01.Vous avez eu une sacrée carrière jusqu'à maintenant, pas mal de concerts avec des groupes phares (Adhesive, Satanic Surfers, Nofx, etc) et pas mal d'opportunités comme les signatures chez Epitaph, ou Victory ; des productions loin d'être réalisées par d'autres. Aujourd'hui vous vous auto - produisez sur Opposite Rcds. Vous pourriez nous parler de ce que vous pensez de tout ça avec le recul ? (Critiques de certains vis à vis de vos idées et vos choix) ?

Pierre : Nous n'avons pas de plans à long terme, il n'y a pas de plans de carrière avec les Burning, rien n'a été pensé 1 an à l'avance. L'avenir proche du groupe : c'est demain et les prochaines dates jusqu'a fin mai. Effectivement le temps est passé et si tu regardes d'un peu plus loin, en effet tu peux voir cette période comme une espèce de carrière. Il y a 2 façons de voir les choses, nous on est plus sur la première qui est « Au jour le jour » donc je ne peux pas trop te dire ce que j'en pense d'un bloc parce que je ne l'ai jamais voulu d'un bloc… C'est plus une affaire de plaisir avec des gens qui ont une passion commune et qui cherchent à se faire plaisir d'abord, sortir des morceaux et essayer d'avancer.

Le seul truc que je constate, c'est qu'avec le temps on a gardé en tête ce que nous a dit notre manager au départ : « Le groupe est mort quand il arrête de rentrer dans un local de répétition pour faire des morceaux ». Peu importe le label, peu importe qu'il n'y en ait plus, plus importe la seule véritable preuve d'existence de ce groupe, c'est d'aller dans le local de répétition le vendredi et de voir si quelque chose en sort. Et seulement à ce moment là si tu vois que plus rien n'en sort ou si il y a des gens qui commencent à arriver en retard pour la répèt ‘ tu commences à te poser des questions à savoir si le groupe existe encore vraiment. C'est vrai que de ce côté j'ai pas de soucis et Internet nous a beaucoup aidé aujourd'hui parce qu'on peut donner des traces d'existence autour de nous grâce à ce média.

Jyb : C'est bien de faire des répèt', faut faire des concerts aussi.

Jim : Perso je suis dans la merde parce que je suis assez souvent en retard (rire). Est ce que tu crois que ça veut dire que…. (rire)

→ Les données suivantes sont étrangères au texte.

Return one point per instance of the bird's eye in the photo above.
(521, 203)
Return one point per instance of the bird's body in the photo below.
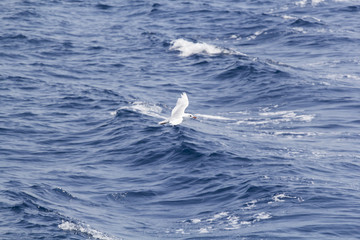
(178, 112)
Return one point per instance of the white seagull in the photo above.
(178, 113)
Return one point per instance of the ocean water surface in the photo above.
(274, 151)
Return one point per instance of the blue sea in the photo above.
(273, 154)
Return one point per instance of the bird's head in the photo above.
(188, 115)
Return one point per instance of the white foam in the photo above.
(280, 198)
(86, 229)
(257, 33)
(196, 220)
(143, 108)
(262, 216)
(218, 215)
(203, 230)
(187, 48)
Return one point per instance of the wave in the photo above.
(85, 229)
(187, 48)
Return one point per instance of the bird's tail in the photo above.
(164, 122)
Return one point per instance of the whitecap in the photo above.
(187, 48)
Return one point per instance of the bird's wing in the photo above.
(178, 111)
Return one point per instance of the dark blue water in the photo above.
(273, 154)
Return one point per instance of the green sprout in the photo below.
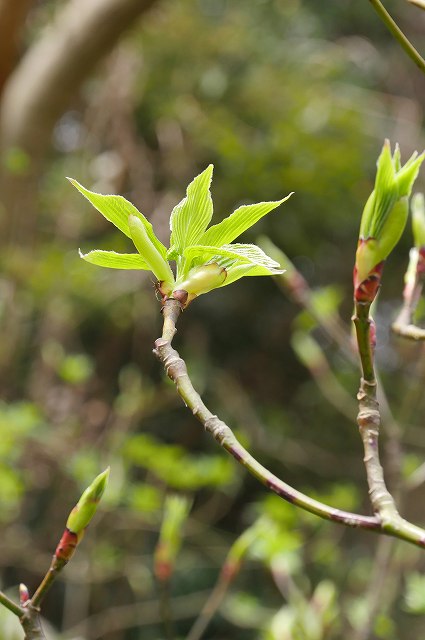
(384, 218)
(205, 258)
(84, 510)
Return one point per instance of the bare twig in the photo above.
(177, 371)
(398, 34)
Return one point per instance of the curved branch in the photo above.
(175, 368)
(53, 69)
(12, 18)
(42, 87)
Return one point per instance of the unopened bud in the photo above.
(201, 280)
(383, 220)
(84, 510)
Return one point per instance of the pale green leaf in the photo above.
(232, 253)
(239, 221)
(191, 216)
(114, 260)
(117, 209)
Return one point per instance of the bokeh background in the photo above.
(137, 98)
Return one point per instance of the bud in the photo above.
(176, 511)
(150, 254)
(84, 510)
(384, 218)
(200, 280)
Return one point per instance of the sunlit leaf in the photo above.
(117, 209)
(114, 260)
(239, 221)
(191, 216)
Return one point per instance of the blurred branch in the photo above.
(42, 87)
(398, 34)
(12, 19)
(418, 3)
(29, 617)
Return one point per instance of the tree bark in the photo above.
(12, 19)
(41, 88)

Ed : Pour nous l'avenir on le voit plutôt sous forme de projet en fait. On ne regarde pas le temps qui passe. On se dit « le prochain projet, c'est ça » et on met toute notre énergie dedans. On a toujours un projet d'avance dans la tronche… Donc là, il y a eu le split, la tournée, l'album ; et quand on aura fini tout ça, il y aura peut être un autre disque, ou un autre split avec un autre groupe, ou une autre tournée. Mais on fonctionne un peu pareil à ce niveau là.

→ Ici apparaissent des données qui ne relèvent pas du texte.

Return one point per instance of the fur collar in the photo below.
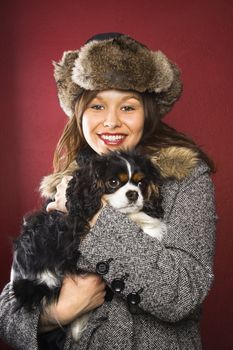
(174, 163)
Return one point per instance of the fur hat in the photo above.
(116, 61)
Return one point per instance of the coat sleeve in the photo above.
(173, 276)
(17, 328)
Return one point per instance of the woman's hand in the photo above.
(60, 196)
(79, 294)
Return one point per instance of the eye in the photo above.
(128, 108)
(113, 183)
(97, 107)
(142, 184)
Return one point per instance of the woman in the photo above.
(116, 92)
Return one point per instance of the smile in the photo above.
(112, 139)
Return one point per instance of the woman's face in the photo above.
(113, 120)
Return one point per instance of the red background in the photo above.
(197, 35)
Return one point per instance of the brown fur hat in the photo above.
(116, 61)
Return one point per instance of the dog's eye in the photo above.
(113, 183)
(141, 184)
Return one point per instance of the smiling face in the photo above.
(113, 120)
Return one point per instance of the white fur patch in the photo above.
(119, 200)
(48, 278)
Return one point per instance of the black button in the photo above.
(109, 294)
(118, 285)
(133, 298)
(102, 267)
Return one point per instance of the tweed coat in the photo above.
(172, 277)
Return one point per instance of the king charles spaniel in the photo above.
(47, 248)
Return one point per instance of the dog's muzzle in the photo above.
(132, 196)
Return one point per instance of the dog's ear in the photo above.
(85, 191)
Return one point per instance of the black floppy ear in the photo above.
(84, 192)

Mike : C'est vachement en fonction des rencontres aussi. Des gens que tu rencontres au fil du temps qui t'amènent à faire certaines choses.

Jyb : ça fonctionne beaucoup à l'envie… l'envie de faire des choses. On a tous envie de faire la même chose, alors on va tous dans la même direction et ça emmène souvent à des albums et des tournées.


02. Vous avez des difficultés à gérer avec les groupes ?

Jyb : Les Burning pètent beaucoup. (rires )

Mike : Les odeurs corporelles (rires )

Ed : Les odeurs de pipi au fond du bus (rires ). Non pas vraiment.

Mike : Si si, il y a une embrouille là ! On se demande qui a chié dans le bus !

Tous en cœur : Aahh oui !

Ed : Il y a un colombin, et personne ne s'est dénoncé !

Pierre : Il y avait une seule interdiction dans ce putain de bus, c'était de ne pas chier dedans… (rires ) Et… (d'un ton solennel) quelqu'un à violé la règle. (rires )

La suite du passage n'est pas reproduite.